49ers' Kyle Shanahan Comments on Trey Lance Before Chargers Game
Not too long ago, the San Francisco 49ers were hoping that a hotshot prospect out of a small school named Trey Lance would be their quarterback of the future. A year after they blew a fourth-quarter lead in Super Bowl LIV, they traded three first-round draft picks and a third-rounder to the Miami Dolphins for the No. 3 pick in the 2021 draft, which they used on Lance.
He had played at North Dakota State, a school that competes in the Football Championship Subdivision (FCS) of the NCAA's Division I. He led the school to a national championship as a sophomore, and the 49ers saw enough in him to make him the heir apparent to Jimmy Garoppolo, who was proving he was nothing more than a game manager.

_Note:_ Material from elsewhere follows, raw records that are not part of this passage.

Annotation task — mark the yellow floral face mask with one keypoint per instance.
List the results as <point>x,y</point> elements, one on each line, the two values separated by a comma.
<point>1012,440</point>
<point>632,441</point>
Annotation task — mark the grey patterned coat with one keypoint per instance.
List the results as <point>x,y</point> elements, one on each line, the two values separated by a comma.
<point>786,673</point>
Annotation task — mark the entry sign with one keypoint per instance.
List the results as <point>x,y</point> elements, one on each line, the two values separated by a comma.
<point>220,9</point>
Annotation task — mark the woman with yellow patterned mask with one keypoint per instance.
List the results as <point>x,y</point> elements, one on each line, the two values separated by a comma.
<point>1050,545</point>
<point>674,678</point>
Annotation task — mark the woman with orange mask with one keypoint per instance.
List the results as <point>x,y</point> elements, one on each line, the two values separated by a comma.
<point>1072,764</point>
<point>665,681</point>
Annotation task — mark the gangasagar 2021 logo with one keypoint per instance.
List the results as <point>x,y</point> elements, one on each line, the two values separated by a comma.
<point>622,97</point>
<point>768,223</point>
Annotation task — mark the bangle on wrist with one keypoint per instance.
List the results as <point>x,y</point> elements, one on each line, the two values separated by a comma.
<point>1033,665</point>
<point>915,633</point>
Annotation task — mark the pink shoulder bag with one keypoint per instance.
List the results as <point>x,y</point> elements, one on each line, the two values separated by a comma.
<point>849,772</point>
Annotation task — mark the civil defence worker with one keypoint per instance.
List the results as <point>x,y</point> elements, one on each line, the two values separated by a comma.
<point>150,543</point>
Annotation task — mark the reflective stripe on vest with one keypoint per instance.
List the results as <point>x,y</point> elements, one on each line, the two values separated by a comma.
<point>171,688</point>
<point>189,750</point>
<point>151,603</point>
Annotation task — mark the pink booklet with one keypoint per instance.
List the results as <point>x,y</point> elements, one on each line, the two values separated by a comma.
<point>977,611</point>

But Lance didn't pan out, while Brock Purdy, the last player chosen in the 2022 draft, came out of nowhere and snatched the QB1 spot after Lance and Garoppolo suffered season-ending injuries in 2022. He's now fighting for the QB2 spot on the Los Angeles Chargers, the team that will visit San Francisco on Saturday for a preseason game.
San Francisco coach Kyle Shanahan was asked about Lance and what he took away from the experience of trying to develop the signal-caller.
"I take everything away from every situation," Shanahan said. "I don't want to sit here and evaluate Trey too much. I think I've done that before. But when I revisit that, we knew where our team was at, and we knew where it was going to be the next couple of years, and we were committed to getting a rookie quarterback.
"We weren't sure that it would be forever, but we thought that was important to-contractually, with where our team was at-keep a good team together. So, we knew we were going for a rookie, especially after a veteran left earlier that year, that was an option. So, that was more of a plan in that way.
"... I'm pulling for Trey, I love Trey. One of the best people I've been around and I really hope it works out for him."
Lance has looked good at times in the Chargers' three preseason games so far, even though he wasn't very accurate with his passing in their last two contests. But in their first game of the exhibition schedule on July 31, he completed 13 of his 20 pass attempts and connected on two touchdown passes as L.A. clobbered the Detroit Lions, 34-7.
In two seasons with the Niners, he appeared in a total of eight regular-season games and completed 54.9% of his pass attempts while totaling 797 passing yards, five passing touchdowns and three interceptions. He has flashed some dual-threat ability, but he hasn't even come close to putting it all together.
He may need to earn a starting job somewhere else if he is to have a real opportunity to become whatever he can become at this point.
Everyone now agrees that the Niners erred in trading for Lance, especially since one of the picks they gave up for him turned out to be used on Micah Parsons, the star pass rusher who has combined for 52.5 sacks in his first four seasons. Then again, no one could've seen Purdy coming as a huge diamond in the rough just when the team badly needed one under center.